Cicipi Sagon Kuliner Khas Wonosobo - GenPI.co
Jajanan sagon khas Wonosobo. (Foto: Weningtyas)

Kuliner khas daerah selalu menjadi pengingat dan hal yang dirindukan setiap wisatawan yang pernah berkunjung ke suatu daerah. Berbicara tentang Wonosobo dan kuliner, yang biasa dikenal orang adalah mie ongklok dan tempe kemul, padahal ternyata ada satu lagi kuliner tradisional yaitu Sagon.

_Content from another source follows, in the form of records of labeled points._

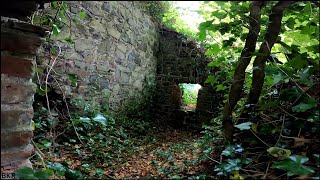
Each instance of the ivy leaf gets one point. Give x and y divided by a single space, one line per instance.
294 165
42 92
298 62
69 40
221 87
73 79
204 25
202 35
243 126
277 78
219 14
43 174
57 167
211 79
46 143
214 49
82 15
85 120
304 106
279 152
55 30
25 173
100 119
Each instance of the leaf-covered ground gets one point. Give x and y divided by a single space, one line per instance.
170 153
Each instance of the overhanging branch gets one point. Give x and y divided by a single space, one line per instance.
244 60
265 49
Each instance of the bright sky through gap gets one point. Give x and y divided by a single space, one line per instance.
187 14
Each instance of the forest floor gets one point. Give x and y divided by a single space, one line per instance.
148 161
170 153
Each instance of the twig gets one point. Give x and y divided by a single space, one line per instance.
39 153
260 138
212 159
65 101
283 118
48 104
265 175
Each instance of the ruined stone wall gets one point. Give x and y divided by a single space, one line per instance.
181 61
19 44
113 55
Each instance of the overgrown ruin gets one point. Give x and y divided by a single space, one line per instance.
119 51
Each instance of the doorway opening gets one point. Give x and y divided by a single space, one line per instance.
189 96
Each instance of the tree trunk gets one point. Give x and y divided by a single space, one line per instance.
239 75
264 52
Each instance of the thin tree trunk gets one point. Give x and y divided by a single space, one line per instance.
265 49
239 75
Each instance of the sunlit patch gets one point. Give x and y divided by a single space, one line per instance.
189 96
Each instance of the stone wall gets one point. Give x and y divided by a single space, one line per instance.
19 44
113 55
181 61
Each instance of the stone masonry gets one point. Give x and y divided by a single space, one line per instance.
19 44
181 61
113 55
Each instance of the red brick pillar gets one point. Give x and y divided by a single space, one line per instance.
19 44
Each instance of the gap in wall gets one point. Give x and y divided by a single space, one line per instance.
189 96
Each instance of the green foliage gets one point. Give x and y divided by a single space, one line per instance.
189 94
294 165
231 166
243 126
279 152
29 173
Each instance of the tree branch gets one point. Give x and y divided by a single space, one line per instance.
265 49
239 75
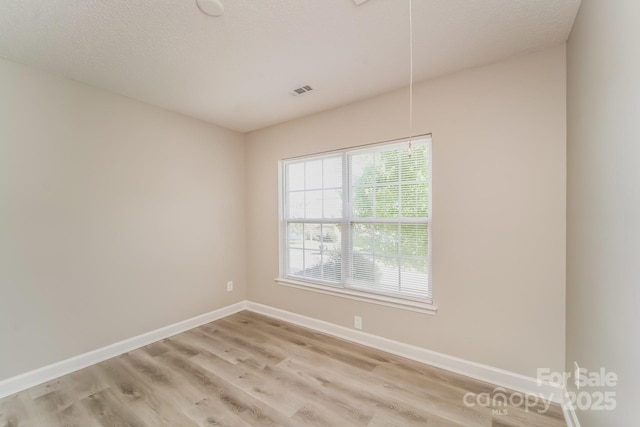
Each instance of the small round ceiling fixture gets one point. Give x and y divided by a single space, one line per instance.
211 7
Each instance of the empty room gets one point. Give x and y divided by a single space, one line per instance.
319 213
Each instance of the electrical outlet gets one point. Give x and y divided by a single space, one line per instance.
357 322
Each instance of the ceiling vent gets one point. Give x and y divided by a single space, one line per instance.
301 90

Walaupun Pasar Induk Wonosobo sempat beberapa kali diterpa kebakaran, populasi pedagang makanan tradisional yang berbahan dasar kelapa, tepung ketan dan gula pasir di pasar Induk Wonosobo ini tidak pernah surut atau berkurang. Bahkan, selain di tempat relokasi pasar di jalan Kliwonan, banyak yang kemudian berjualan di tempat-tempat yang terjangkau publik seperti Sagon Bu Ning di depan GKJ Wonosobo dan juga di perempatan Varia Wonosobo.

Baca juga: Demplo Bakar, Ikon Baru Kuliner Anggrunggondok Wonosobo

Meski tergolong jajanan kuno dan murah, sagon masih tertinggal dibanding jajan pasar yang lain, mengingat pengemasan sagon yang masih tradisional dan harus dibuat mendadak. Peralatan membuat sagon pun sangat praktis dan dinilai sanggup memenuhi kriteria hemat energi dan melestarikan tradisi. Pembuatannya sangat mudah, yakni dengan mencampur tepung ketan, parutan kelapa, dan gula pasir dalam cetakan dan dan ditindih menggunakan piring seng yang diberi potongan arang menyala, kemudian dipanaskan langsung di atas tungku arang, hanya sekitar 2 menit.

Rukayah, penjual sagon yang masih bertahan di bangunan Pasar Induk meyakini bahwa sagon sangat berpotensi menjadi kuliner khas. “Harapan saya, pelajar bisa ikut melestarikan kuliner tradisional dan juga mempromosikan kekayaan budaya lewat makanan. Ditambah lagi jumlah penjual sagon masih cukup banyak. Hemat energi dan sudah turun-temurun,” ungkapnya.

Untuk bisa menikmati sepotong sagon yang hangat, hanya diperlukan merogoh kocek sebesar Rp3.500. Penggemarnya pun tidak terbatas pada kalangan orang tua, namun pelajar mulai dari usia SMP juga masih cukup banyak.

“Dulu yang saya tahu, sagon hanya ada di pasar induk lantai atas. Seharusnya makanan khas seperti sagon dijadikan Kuliner Khas dan dikemas untuk toko oleh-oleh. Banyak juga teman dan kerabat dari luar kota yang kangen dengan sagon dan minta dibawakan sebagai oleh-oleh,” kata Udani, penggemar sagon.